La llegada récord de migrantes a la frontera entre EE. UU. y México ha puesto contra las cuerdas al presidente estadounidense, Joe Biden, quien enfrenta presiones tanto de miembros de su propio partido como de la oposición republicana para actuar lo antes posible.
Situación en la frontera
Solo en los primeros 28 días de diciembre de 2023, la patrulla fronteriza detuvo a 235.000 migrantes que intentaban cruzar de manera irregular la frontera con México, según datos de la Oficina de Aduanas y Protección Fronteriza (CBP) a los que accedió la cadena CBS.

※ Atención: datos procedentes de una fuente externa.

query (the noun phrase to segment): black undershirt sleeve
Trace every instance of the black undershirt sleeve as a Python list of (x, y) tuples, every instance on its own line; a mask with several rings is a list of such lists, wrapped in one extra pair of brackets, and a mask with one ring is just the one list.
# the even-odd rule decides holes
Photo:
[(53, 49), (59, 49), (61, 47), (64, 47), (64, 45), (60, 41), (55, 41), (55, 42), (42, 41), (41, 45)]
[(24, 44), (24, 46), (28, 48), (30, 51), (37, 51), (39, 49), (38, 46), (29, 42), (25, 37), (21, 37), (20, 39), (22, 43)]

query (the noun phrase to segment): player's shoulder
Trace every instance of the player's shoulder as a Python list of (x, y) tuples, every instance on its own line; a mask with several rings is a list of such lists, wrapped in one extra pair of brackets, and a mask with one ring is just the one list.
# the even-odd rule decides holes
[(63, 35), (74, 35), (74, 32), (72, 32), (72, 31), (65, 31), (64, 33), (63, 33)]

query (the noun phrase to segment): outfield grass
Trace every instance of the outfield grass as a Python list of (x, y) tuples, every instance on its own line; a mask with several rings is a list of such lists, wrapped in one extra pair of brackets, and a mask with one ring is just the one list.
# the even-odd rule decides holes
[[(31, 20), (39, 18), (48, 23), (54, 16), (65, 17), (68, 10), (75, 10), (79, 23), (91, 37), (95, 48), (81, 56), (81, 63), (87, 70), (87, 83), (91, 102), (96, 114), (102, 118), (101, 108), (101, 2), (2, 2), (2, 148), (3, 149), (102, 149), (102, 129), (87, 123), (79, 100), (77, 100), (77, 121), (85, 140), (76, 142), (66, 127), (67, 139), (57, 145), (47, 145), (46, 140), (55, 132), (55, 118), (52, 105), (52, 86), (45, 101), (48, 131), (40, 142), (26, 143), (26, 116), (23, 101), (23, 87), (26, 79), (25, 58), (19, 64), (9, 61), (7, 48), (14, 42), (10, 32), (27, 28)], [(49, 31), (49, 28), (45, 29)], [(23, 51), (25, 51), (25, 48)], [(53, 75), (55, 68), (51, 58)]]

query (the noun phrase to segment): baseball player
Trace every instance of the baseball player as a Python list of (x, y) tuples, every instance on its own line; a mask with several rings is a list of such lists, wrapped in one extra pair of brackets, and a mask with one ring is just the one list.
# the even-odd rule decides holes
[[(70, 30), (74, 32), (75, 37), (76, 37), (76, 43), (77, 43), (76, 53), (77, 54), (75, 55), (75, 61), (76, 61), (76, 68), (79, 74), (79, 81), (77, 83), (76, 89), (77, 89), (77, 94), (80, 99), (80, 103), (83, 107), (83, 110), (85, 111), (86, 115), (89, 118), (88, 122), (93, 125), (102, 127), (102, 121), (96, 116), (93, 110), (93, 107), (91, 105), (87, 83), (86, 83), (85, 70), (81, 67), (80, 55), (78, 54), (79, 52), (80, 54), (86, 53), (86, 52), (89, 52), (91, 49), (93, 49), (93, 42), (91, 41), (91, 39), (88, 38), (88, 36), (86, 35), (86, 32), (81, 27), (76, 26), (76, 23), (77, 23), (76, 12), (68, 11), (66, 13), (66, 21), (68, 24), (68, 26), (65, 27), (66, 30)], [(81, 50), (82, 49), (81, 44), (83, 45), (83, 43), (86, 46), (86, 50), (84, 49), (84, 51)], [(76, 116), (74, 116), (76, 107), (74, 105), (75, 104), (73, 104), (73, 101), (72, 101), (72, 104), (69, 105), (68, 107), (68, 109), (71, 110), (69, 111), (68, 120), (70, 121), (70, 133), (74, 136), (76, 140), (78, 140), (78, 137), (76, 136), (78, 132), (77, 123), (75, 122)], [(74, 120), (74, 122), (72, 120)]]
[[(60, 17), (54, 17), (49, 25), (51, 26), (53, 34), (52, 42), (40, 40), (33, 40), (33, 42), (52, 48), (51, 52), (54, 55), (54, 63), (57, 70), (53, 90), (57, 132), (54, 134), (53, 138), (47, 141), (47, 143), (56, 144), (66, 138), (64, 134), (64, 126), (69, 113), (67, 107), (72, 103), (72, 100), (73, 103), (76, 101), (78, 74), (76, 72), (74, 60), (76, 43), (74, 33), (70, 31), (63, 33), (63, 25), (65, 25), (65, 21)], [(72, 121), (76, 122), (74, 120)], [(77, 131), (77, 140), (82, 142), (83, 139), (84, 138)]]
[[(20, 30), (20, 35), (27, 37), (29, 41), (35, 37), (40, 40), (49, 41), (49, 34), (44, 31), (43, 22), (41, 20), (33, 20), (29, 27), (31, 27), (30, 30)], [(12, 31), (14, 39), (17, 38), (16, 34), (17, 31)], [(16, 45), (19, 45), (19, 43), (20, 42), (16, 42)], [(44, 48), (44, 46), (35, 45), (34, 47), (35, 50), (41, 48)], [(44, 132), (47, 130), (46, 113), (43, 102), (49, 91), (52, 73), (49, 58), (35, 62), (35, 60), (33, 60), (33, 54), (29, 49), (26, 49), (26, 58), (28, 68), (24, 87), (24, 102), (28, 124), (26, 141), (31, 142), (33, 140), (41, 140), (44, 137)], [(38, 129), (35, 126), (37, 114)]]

Esas cifras significan que, cada día, fueron detenidos 8.400 migrantes que intentaban llegar a Estados Unidos.
El dato de diciembre marca un récord: nunca antes se habían registrado tantas llegadas de migrantes desde que comenzaron a recopilarse datos en el año 2000.
Este aumento se suma a los más de dos millones que fueron detenidos en el año fiscal 2022 y, de nuevo, en el año fiscal 2023.
Los números reflejan la desesperación de aquellos que están dispuestos a arriesgarlo todo para escapar de la violencia y la pobreza en busca de una vida mejor.
Según la CBP, se ha registrado un significativo aumento en los últimos meses en la migración proveniente de Venezuela, Colombia y Haití.
Acciones y negociaciones
Para atajar la crisis, Biden envió la semana pasada a México a una delegación de alto nivel que acordó con el presidente de ese país, Andrés Manuel López Obrador, intensificar los esfuerzos de ambas naciones para «interrumpir el tráfico de personas, combatir la trata y desmantelar redes criminales», según el comunicado final.
Aunque no se anunciaron acuerdos concretos después de la reunión, el sábado México y Venezuela informaron de la reanudación de los vuelos para repatriar a los venezolanos que se encuentran en territorio mexicano, una medida que servirá para disminuir el número de venezolanos que llega a Estados Unidos.
También se han reabierto los pasos fronterizos que EE. UU. había cerrado, poniendo fin a una situación que podría haber provocado pérdidas millonarias para la economía mexicana.
Las negociaciones se reanudarán este mes en Washington cuando se espera que altos cargos de EE. UU. y México evalúen nuevas medidas, dijo a EFE una portavoz de la Casa Blanca.
Presiones y críticas
Paralelamente, Biden está inmerso en una espinosa negociación con los republicanos del Congreso, que han dejado claro que solo aprobarán la ayuda a Ucrania que el mandatario lleva pidiendo meses si él accede a tomar medidas para debilitar el sistema de asilo y reforzar la frontera.
En respuesta, muchos demócratas están pidiendo a Biden que no ceda a las exigencias de los republicanos y cumpla con las promesas que hizo en la campaña de 2020 para restaurar la humanidad en el sistema migratorio.
Sin embargo, la crisis en la frontera está provocando críticas a Biden de otros miembros de su partido, en especial de los alcaldes de las ciudades de Nueva York, Chicago y Denver, que advierten que carecen de los recursos necesarios para atender a los migrantes que llegan a sus ciudades.
Todas las partes, republicanos y demócratas, coinciden en que el sistema migratorio está «roto» pero llevan años sin poder llegar a acuerdos para mejorarlo. La última vez que el Congreso aprobó una ley para regular a un gran grupo de migrantes indocumentados fue en 1986, con Ronald Reagan en la Casa Blanca.